Le second quatrain met en scène le repos d’un soldat au creux de ce paisible vallon. 

L’anastrophe « jeune », dont la place est inattendue dans le vers, met en valeur l’âge du soldat.

 

Le portrait du soldat, dans le second quatrain, se poursuit dans la même tonalité que le premier quatrain ; il reprend également le thème de la vie : le soldat est « jeune » ; 

la nature est toujours aussi colorée : épithètes « cresson bleu », « lit vert » de l’herbe et lumineuse « la lumière pleut ». Cette métaphore, on pourrait même dire, cet oxymore hyperbolique puisqu’il mêle deux éléments opposés qui créent un effet d’abondance fait écho au vers 4 »mousse de rayons ». Le poète semble insister sur la luxuriance et la clarté de ce tableau bucolique, qui crée un contraste avec le fait que le dormeur ne ressente rien de toutes les sensations visuelles, (« lit vert », « cresson bleu »), tactiles (« baignant », « frais », « pleut »).

 

La description du soldat se concentre sur sa position ainsi que sa tête par les GN : il est « bouche ouverte » et « tête nue » (vers 5), (on comprend sans casque) tel un enfant endormi, tandis que sa « nuque » repose confortablement sur le « frais cresson » (vers 6) dont la fraîcheur est suggéré par la couleur bleue.

 

Le rejet de « Dort » (vers 7) attire l’attention sur son état : il est donc étendu dans l’herbe verte pour se reposer. Un état qui semble paisible, qui inspire la sérénité.
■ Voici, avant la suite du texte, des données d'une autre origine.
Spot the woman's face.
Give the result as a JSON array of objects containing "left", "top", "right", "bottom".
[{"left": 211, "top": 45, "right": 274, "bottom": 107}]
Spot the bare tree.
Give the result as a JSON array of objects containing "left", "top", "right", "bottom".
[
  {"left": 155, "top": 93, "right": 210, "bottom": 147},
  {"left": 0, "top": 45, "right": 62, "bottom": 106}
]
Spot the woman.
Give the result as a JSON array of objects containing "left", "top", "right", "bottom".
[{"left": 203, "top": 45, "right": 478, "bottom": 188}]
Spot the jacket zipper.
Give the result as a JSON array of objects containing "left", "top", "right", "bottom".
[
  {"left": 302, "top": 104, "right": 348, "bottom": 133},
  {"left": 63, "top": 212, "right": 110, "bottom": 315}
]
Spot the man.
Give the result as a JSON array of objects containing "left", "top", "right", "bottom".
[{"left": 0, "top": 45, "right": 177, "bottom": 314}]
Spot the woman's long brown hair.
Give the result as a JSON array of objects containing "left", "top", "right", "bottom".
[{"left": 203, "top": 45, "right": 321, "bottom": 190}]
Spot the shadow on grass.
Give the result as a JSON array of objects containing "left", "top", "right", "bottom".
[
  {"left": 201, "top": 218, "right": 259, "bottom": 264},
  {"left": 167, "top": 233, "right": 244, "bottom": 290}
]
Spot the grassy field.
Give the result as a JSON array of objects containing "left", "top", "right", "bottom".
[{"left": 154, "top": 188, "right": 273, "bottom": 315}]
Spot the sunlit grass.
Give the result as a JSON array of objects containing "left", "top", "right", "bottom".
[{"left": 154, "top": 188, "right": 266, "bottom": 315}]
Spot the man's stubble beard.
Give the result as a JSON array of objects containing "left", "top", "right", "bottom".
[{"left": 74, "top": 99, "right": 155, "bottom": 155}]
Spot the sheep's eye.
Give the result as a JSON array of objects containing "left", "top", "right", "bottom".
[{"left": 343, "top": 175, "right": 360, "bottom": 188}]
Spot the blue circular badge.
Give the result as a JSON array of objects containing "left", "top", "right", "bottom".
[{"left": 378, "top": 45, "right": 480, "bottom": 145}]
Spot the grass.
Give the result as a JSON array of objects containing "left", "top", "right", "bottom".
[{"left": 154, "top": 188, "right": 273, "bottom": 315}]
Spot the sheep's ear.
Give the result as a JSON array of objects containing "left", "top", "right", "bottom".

Cependant, le verbe « dort » en position de rejet introduit aussi une discordance au sein de la versification, d’autant plus frappante que les autres vers de ce second quatrain ont un rythme très régulier. Le verbe renvoie explicitement au titre même du sonnet « Le Dormeur du val ». On pourrait donc imaginer que le soldat fait une halte réparatrice entre deux combats. 

 

Néanmoins, les deux adjectifs « ouverte » (vers 5) et « pâle » (vers 8) introduisent un doute et une dissonance et suggèrent la possibilité d’une interprétation différente de ce sommeil qui semblait bénéfique au premier abord. Le repos devient donc inquiétant au vers 8 avec l’antithèse « pâle….lumière pleut » qui insiste encore sur l’opposition entre l’inactivité du soldat et la beauté de cette nature vivante, et le contraste entre le chaud et le froid.

 

 Le participe présent « baignant » peut alors prendre une connotation sanglante, ainsi que l’association « étendu », « pâle » et « lit » qui suggère plus la mort que la vie. De même,  le GN « bouche ouverte » qui fait penser à celle d’un cadavre. Ainsi, le poète nous laisse des indices qui vont être de plus en plus nombreux dans les deux tercets et va nous amener à la chute du poème.

 

  • Mouvement 3 : Un étrange sommeil (vers 9 à vers 14)

 

La répétition de « il dort » (vers 9), mise en valeur à l’hémistiche, confirme désormais le caractère étrange du sommeil du dormeur, impression renforcée par le fait qu’il repose « les pieds dans les glaïeuls » (expression) au même vers. Ces fleurs, souvent posées sur les tombes, symbolisent la mort et évoquent les enterrements et le deuil. En même temps, l’étymologie de ce substantif vient du lit « glaive », épée, instrument du soldat.

 

Les différentes oppositions et répétitions nous amènent progressivement à nous interroger sur le véritable sens du sommeil du soldat, mais Rimbaud se plaît à brouiller les pistes de lecture et tarde à en donner le véritable sens.

 

Le pléonasme « il dort », « il fait un somme » des vers 9 et 10 tente d’instaurer un climat rassurant et paisible mais les adjectifs « malade » au vers 10 et « froid » au vers 11 créent une rupture alarmante.

 

Le tercet distille à chaque vers des indices tantôt positifs, tantôt négatifs qui brouillent l’interprétation du lecteur : le dormeur sourit, mais ce sourire est inquiétant puisque c’est celui d’un « enfant malade », comparaison immédiatement atténuée par le conditionnel du verbe « sourirait » et la répétition de sourire au participe présent « souriant » au vers 9.

 

Le tercet se clôt sur une invocation à la Nature. Comme toujours chez Rimbaud, la Nature est protectrice et s’oppose à la violence et à la guerre. La personnification de la Nature souligne sa bienveillance tandis que son rôle maternel est mis en évidence par le verbe « bercer » au vers 11.

 

Alors que le cadre naturel ne cesse de solliciter les sens du dormeur, celui-ci n’y est pas sensible. Son odorat ne réagit pas aux sollicitations olfactives « pas frissonner sa narine » (vers 12). Il ne ressent également nullement la chaleur alors qu’il est exposé en plein soleil « il dort dans le soleil » (vers 13). Ses sens sont donc inertes, laissant présager sa mort. La faute volontaire de français « dans » dans « dans le soleil » donne une autre dimension au soldat : il semble être à la place des saints, au ciel. La description transfigure le soldat.

 

Le dernier vers (vers 14) constitue une pointe dans la mesure où il révèle la vérité sur « le dormeur » décrit dans le sonnet : il s’agit d’un soldat mort, blessé au combat.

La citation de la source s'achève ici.